The International Committee of the Red Cross (ICRC) – which accompanied the first Russian shipment of humanitarian aid to Ukraine – is not attending the second, ICRC spokeswoman Anastasia Isyuk told Itar-Tass. “The ICRC has never been officially notified of the agreement between Russia and Ukraine on the achievement of the technical arrangements for this convoy,” she said. “Consequently, the ICRC is not involved in assisting in the delivery of goods.”
The first convoy delivered aid to Ukraine on August 22. A week later, foreign ministers of Russia and Ukraine, Sergey Lavrov and Pavel Klimkin, respectively, agreed to send the residents of Donetsk and Lugansk regions a new batch of humanitarian aid.

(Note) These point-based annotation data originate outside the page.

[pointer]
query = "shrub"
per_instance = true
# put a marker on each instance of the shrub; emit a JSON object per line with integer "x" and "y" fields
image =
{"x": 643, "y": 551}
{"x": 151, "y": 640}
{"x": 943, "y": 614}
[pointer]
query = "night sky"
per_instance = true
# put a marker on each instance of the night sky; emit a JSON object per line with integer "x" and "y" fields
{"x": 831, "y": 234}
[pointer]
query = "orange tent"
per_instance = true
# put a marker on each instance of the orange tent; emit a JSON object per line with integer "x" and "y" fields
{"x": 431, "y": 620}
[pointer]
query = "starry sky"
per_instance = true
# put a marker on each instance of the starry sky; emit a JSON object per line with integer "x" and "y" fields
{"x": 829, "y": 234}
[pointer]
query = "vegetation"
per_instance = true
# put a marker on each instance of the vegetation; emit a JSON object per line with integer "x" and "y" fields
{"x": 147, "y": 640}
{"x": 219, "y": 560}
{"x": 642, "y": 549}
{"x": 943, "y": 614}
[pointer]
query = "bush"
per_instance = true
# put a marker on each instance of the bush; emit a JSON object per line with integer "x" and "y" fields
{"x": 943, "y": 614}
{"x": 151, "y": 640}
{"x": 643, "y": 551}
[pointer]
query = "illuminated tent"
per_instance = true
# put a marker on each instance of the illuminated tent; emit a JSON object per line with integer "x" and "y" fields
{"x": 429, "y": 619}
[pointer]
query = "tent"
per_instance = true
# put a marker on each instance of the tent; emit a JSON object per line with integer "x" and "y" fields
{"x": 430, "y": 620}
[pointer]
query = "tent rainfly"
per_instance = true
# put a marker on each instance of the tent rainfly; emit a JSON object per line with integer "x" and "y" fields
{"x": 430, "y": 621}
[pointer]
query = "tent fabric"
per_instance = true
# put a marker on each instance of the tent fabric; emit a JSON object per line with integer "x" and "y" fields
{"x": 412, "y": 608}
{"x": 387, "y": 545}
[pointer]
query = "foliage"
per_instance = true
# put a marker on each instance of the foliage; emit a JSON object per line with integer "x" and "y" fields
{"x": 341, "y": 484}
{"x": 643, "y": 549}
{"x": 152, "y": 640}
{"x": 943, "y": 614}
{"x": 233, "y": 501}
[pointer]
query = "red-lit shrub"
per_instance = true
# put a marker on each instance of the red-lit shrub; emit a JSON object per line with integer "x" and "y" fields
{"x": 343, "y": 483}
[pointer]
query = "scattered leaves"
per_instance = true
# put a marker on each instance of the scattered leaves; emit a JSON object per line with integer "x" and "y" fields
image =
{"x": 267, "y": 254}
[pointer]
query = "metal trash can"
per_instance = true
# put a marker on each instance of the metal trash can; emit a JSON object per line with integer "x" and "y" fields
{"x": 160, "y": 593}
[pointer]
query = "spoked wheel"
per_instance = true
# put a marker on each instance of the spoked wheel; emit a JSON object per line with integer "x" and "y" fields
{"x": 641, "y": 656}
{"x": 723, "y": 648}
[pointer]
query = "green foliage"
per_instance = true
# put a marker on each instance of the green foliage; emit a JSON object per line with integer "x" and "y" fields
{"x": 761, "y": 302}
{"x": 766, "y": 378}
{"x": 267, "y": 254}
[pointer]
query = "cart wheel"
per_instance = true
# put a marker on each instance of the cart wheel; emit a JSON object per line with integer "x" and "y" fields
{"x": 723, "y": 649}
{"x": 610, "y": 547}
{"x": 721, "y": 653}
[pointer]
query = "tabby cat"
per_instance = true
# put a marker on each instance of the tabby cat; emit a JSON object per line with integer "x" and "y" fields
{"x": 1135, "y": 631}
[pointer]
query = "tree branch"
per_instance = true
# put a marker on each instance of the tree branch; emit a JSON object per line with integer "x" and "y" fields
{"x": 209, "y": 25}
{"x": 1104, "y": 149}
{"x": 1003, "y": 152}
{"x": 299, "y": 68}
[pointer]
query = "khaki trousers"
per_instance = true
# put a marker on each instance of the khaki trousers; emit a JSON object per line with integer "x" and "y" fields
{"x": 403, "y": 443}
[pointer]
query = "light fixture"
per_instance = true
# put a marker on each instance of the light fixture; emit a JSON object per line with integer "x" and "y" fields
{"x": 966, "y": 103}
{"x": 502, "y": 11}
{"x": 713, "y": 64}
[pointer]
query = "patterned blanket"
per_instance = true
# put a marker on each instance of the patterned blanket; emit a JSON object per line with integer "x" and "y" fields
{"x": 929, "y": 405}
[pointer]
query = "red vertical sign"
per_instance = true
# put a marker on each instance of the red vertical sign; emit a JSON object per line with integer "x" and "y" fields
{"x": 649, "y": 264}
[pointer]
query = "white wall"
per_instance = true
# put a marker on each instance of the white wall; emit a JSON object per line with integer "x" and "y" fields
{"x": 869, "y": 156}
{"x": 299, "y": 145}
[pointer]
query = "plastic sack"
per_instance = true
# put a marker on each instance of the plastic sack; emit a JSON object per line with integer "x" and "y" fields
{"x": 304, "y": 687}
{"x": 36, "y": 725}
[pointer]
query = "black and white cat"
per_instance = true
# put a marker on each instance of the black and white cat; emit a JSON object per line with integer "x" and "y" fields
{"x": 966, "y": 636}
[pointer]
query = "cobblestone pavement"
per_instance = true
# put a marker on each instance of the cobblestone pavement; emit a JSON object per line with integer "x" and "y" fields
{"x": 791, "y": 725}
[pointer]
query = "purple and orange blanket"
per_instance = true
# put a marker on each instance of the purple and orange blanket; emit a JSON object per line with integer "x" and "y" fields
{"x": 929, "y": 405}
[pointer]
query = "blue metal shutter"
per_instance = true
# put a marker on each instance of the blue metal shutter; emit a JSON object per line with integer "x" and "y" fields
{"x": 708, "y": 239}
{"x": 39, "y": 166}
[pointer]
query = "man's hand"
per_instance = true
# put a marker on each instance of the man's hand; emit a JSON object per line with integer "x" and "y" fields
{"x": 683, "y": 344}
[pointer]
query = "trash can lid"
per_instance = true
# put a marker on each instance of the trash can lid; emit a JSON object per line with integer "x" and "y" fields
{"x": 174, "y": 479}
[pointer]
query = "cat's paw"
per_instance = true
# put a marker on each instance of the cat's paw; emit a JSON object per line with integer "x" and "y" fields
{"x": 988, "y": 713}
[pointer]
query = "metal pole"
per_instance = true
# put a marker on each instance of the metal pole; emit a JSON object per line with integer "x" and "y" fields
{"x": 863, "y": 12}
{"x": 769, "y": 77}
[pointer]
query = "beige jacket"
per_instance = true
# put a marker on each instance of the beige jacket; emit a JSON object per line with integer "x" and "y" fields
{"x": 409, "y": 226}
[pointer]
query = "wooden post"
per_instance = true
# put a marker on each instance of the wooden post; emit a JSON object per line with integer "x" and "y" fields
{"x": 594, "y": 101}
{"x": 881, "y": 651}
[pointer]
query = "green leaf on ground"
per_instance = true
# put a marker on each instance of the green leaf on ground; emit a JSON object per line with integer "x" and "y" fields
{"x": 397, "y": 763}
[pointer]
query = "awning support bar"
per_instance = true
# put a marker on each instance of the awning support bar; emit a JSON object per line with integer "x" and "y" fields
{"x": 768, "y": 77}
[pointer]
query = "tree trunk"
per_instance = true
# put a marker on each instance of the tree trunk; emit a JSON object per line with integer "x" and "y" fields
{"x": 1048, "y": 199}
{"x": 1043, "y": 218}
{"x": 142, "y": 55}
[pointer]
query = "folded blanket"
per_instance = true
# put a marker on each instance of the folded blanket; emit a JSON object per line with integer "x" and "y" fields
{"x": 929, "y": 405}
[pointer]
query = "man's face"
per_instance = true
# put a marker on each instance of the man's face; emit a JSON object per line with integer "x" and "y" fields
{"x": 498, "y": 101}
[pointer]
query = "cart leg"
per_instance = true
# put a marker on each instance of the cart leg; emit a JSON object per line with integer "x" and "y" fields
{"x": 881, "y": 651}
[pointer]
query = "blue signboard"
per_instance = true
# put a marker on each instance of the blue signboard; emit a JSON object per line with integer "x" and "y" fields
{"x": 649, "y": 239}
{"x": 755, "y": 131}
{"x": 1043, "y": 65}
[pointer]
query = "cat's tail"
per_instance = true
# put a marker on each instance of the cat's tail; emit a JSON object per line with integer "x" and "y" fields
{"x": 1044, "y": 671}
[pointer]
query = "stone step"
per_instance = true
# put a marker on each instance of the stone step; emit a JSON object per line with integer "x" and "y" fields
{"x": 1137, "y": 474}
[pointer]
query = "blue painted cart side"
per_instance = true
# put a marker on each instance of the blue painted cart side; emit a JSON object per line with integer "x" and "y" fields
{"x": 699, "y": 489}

“We are very grateful to the Russian Federation for providing us with aid,” the prime minister of the LPR self-proclaimed republic, Gennady Tsypkalov, said Friday, adding that residents of the troubled region are currently in a “critical” situation.
On September 5, a ceasefire agreement was reached during talks in Minsk between Ukrainian government representatives and republic leaders. The peace plan, based on Russian President Vladimir Putin’s proposals, calls for an “all to all” prisoners of war exchange, hardware withdrawal and humanitarian aid access to the area.